Ich habe mich sehr für Frau Wiener gefreut, als sie ins EU-Parlament einzog. Dass sie jetzt in der Politik Einfluss nehmen kann, das würde mich auch sehr reizen, muss ich zugeben. Es gibt bereits einige Vertreter, die in Bezug auf Lebensmittelerzeugung einen ähnlichen Ansatz wie Frau Wiener verfolgen und damit auch meine Ansichten vertreten. Es wäre wichtig, dass diese Haltung hier generell mehr Berücksichtigung fände. Derzeit sieht es aber nach wie vor eher nach dem Gegenteil aus. Die EU fördert große Strukturen in der Landwirtschaft und hat damit die Problematik in Sachen Tierschutz und Umweltschutz teils nur noch verschärft. Vor vielen Jahren habe ich mit einem Vertreter der EU gesprochen über das Sterben der kleinen Bauernhöfe. Die Ansage war: Wir wollen Großbetriebe und die fördern wir. Da war ich doch einigermaßen geschockt. Ich selbst kenne viele Landwirte, die kleine Höfe betreiben und das mit viel Hingabe. Aber ich muss auch anmerken: Nicht in jedem kleinen landwirtschaftlichen Betrieb wird so gearbeitet, wie ich es gutheiße. Einsatz von verbotenen Pflanzenschutzmitteln, dunkle, stinkende Ställe, angebundene Kühe, Schweine, die nie das Tageslicht gesehen haben – so was findet man auch auf kleinen Höfen. Aber in der Tat wäre es für diesen Bereich, der ja auch so elementar ist für unsere Zukunft, förderlich, wenn mehr Menschen mit einem Verständnis für Tier- und Umweltschutz und nicht nur für monetär optimierte Wirtschaftsprozesse im EU Parlament sitzen würden.

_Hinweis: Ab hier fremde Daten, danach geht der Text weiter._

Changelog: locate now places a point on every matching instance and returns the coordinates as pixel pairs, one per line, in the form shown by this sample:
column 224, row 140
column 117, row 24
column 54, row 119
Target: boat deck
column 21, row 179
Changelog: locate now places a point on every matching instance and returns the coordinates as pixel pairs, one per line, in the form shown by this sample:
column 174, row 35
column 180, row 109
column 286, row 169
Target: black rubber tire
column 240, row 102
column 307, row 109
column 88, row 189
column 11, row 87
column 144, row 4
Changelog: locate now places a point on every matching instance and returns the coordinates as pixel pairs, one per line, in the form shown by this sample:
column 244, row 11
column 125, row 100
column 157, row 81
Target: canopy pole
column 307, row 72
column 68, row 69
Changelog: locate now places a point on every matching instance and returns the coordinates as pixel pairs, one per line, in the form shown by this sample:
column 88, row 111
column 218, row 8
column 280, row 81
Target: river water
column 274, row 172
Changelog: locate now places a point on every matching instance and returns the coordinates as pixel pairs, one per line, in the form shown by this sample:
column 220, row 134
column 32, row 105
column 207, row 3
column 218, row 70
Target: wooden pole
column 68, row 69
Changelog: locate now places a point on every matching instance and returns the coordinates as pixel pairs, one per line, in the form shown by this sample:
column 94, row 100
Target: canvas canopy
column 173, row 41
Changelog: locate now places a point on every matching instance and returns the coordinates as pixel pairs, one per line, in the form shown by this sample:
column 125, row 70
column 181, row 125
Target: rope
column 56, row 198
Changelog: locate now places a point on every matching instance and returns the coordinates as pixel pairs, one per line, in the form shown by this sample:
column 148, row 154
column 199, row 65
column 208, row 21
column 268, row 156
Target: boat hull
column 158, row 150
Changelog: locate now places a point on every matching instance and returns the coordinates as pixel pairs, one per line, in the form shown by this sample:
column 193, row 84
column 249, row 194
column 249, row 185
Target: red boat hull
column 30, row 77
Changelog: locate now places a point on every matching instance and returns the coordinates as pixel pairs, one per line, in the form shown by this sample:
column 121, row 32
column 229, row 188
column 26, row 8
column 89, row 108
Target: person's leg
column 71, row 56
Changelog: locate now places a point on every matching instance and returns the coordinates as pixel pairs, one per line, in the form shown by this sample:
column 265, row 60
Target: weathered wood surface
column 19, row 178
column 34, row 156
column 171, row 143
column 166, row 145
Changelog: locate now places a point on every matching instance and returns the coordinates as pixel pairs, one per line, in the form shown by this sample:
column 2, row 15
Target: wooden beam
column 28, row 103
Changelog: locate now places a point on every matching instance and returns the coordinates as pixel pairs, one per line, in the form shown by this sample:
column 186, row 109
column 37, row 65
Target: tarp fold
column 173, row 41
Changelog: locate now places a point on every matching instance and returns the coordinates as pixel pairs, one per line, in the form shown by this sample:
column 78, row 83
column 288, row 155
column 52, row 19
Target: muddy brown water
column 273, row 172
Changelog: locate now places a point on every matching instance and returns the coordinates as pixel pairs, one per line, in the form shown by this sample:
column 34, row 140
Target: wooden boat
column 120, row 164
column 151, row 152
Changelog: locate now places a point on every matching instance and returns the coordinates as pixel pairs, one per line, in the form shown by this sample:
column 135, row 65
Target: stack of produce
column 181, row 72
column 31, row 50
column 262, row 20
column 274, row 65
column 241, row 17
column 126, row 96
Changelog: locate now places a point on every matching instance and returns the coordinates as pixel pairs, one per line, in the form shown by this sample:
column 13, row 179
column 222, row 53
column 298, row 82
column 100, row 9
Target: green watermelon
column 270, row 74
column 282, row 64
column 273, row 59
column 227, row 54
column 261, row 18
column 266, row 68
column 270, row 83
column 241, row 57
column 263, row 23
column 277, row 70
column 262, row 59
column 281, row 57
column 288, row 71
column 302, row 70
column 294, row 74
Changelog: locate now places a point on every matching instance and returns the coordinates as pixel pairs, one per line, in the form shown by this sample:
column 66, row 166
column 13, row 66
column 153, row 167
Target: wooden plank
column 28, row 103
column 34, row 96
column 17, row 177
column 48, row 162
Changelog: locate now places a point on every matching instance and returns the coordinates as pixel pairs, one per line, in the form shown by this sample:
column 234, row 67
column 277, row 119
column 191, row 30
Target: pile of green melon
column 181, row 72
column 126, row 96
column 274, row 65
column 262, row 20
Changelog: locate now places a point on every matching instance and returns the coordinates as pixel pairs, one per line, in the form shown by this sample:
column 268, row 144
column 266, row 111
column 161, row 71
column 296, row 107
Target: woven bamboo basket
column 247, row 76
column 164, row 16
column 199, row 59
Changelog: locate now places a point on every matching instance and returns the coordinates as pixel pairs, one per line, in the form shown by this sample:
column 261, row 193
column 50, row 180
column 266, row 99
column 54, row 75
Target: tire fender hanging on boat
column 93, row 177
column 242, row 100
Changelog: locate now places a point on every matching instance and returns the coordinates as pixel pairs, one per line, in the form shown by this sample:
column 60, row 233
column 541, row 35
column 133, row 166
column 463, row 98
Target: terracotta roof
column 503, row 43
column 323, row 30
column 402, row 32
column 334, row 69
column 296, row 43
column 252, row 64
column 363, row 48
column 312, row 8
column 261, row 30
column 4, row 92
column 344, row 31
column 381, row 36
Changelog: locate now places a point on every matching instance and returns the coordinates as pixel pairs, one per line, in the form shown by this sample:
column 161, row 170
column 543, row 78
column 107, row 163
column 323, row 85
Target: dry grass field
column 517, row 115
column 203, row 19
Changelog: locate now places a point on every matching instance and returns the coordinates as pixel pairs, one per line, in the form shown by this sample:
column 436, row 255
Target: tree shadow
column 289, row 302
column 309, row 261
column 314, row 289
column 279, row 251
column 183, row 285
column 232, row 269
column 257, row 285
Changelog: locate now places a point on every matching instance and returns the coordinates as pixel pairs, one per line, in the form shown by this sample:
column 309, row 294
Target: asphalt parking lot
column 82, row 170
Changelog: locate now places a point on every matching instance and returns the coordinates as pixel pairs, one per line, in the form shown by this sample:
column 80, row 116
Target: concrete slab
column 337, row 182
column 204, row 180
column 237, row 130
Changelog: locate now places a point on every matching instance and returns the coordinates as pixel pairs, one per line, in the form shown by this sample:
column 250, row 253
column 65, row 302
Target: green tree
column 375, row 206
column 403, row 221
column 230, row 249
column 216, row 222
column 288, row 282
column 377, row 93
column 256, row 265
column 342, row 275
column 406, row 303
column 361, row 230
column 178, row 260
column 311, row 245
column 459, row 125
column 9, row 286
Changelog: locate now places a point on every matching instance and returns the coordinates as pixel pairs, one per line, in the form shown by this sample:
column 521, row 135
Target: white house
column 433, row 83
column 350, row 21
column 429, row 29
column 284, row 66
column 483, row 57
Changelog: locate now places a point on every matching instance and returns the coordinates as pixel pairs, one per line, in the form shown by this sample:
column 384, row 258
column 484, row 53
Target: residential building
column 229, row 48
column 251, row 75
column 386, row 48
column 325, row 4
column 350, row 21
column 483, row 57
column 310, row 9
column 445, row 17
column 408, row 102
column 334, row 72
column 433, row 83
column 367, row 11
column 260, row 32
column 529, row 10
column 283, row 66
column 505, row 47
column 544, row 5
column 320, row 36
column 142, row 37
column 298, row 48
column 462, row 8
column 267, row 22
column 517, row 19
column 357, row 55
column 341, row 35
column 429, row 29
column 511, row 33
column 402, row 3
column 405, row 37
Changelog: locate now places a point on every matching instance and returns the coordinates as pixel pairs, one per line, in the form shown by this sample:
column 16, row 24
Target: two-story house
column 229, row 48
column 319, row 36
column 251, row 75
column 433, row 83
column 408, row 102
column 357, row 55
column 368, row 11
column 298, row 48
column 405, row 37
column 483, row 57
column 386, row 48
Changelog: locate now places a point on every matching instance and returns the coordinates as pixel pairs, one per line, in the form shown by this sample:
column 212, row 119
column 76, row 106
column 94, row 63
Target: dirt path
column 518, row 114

Anja Tanas bei der Arbeit für die WDR-Sendung „Heimathäppchen“ – Bild – Niklas Hüsselmann

Stell dir vor, du solltest ein neues TV-Format für ein neues innovatives Verbrauchermagazin für Lebensmittel entwickeln. Was wäre dein konzeptioneller Ansatz für ein solches Format?

In Sachen Verbrauchermagazin gibt es schon längere Zeit keine wirklichen Innovationen mehr, im Gegenteil, teilweise bewegt es sich wieder etwas in Richtung „Old School“. Genau wie auch im Zeitschriftenmarkt ist alles eine endlose Wiederholungsspirale. Das liegt in der Natur der Sache, denn diese Medien sind in ihrer Darstellungsform stark begrenzt. Für mich wäre ein innovatives Verbrauchermagazin immer auch gekoppelt an soziale Medien, also eingebunden in ein strategisches und intelligentes sowie interaktives online Angebot. Ich halte es für wichtig, die Themen für die Verbraucher wirklich erfahrbar zu machen und nicht nur reine Informationen frontal zu vermitteln. Dafür braucht man spezielle Online-Tools, die ein spannendes Lernen für alle Altersklassen ermöglichen.

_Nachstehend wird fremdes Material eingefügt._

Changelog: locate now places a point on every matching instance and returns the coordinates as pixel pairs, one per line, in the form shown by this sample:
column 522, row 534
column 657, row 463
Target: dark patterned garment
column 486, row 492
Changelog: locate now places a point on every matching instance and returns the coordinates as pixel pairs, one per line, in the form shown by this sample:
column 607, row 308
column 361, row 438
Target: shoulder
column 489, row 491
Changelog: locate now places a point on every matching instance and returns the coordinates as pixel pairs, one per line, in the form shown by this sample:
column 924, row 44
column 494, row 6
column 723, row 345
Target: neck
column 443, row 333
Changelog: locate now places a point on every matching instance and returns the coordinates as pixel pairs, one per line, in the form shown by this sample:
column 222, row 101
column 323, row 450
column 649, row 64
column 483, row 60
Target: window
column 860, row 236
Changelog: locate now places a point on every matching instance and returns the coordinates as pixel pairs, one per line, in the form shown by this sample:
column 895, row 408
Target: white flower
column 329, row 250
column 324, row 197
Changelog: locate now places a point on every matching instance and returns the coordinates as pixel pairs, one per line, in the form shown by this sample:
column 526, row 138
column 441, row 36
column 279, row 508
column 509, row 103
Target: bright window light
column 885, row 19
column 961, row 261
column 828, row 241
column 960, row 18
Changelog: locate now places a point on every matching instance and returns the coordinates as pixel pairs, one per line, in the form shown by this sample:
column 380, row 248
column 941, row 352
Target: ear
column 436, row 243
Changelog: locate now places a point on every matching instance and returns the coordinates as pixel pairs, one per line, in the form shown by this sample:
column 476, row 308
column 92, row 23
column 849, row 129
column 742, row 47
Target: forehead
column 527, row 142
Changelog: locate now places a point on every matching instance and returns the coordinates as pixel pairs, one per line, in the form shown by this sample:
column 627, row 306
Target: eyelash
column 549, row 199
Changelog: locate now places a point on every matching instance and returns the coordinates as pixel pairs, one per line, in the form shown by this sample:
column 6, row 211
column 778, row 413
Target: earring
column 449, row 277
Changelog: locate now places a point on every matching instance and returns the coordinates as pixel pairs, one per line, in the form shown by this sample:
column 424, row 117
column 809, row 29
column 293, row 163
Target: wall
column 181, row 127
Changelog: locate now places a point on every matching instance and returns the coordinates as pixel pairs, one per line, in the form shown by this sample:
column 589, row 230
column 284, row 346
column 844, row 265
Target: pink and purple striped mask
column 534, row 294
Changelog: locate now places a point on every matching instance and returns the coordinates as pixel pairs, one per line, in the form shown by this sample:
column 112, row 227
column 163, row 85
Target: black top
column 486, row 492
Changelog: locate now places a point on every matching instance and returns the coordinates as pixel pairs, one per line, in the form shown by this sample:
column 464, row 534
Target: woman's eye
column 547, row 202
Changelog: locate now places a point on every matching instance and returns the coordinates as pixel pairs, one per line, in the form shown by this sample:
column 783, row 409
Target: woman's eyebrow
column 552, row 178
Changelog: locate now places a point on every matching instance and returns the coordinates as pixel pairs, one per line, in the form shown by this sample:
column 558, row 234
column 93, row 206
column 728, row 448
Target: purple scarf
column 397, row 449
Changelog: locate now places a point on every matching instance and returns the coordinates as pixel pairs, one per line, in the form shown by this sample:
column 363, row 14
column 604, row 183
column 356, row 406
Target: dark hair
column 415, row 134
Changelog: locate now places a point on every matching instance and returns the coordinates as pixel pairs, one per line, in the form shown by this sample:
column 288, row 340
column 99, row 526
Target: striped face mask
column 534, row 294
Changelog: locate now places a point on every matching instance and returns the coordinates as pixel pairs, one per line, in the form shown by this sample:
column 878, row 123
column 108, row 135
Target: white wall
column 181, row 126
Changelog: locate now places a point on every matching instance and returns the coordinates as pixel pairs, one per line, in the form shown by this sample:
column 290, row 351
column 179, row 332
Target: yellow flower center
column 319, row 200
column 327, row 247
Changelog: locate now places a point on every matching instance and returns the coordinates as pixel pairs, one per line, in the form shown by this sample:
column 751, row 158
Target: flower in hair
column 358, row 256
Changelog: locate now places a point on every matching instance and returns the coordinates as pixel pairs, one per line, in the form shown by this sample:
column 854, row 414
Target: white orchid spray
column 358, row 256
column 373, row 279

Und für das Fernsehen gilt aus meiner Sicht: Man muss sich deutlich abgrenzen von einfach gestalteten Online-Formaten, die mit geringen Kosten produziert worden sind. Hochwertige Bilder kunstvoll komponiert – da haben auch jüngere Menschen Spaß am Zuschauen. Ich denke, dass filmische Qualität hier immer seine Zuschauer finden wird. Außerdem müssen die Inhalte umfassend und auch kritisch dargestellt werden, sehr professionell. Wenn man sich als Journalist auf Bloggerniveau hinab begibt, schafft man sich selber ab. Der Journalist muss sich mit seinen Formaten ein Alleinstellungsmerkmal erarbeiten. Er muss als vertrauliche Instanz gelten. Diesen Status müssen wir uns zurückerobern, auch im Food-Bereich.

Gleiche Frage, anderer Themenansatz; dein Auftrag, eine Food-Reportage nach deinem Geschmack: Lieber eine Reportage mit gastronomischen Schwerpunkt oder doch eher irgendwas mit Lebensmitteln?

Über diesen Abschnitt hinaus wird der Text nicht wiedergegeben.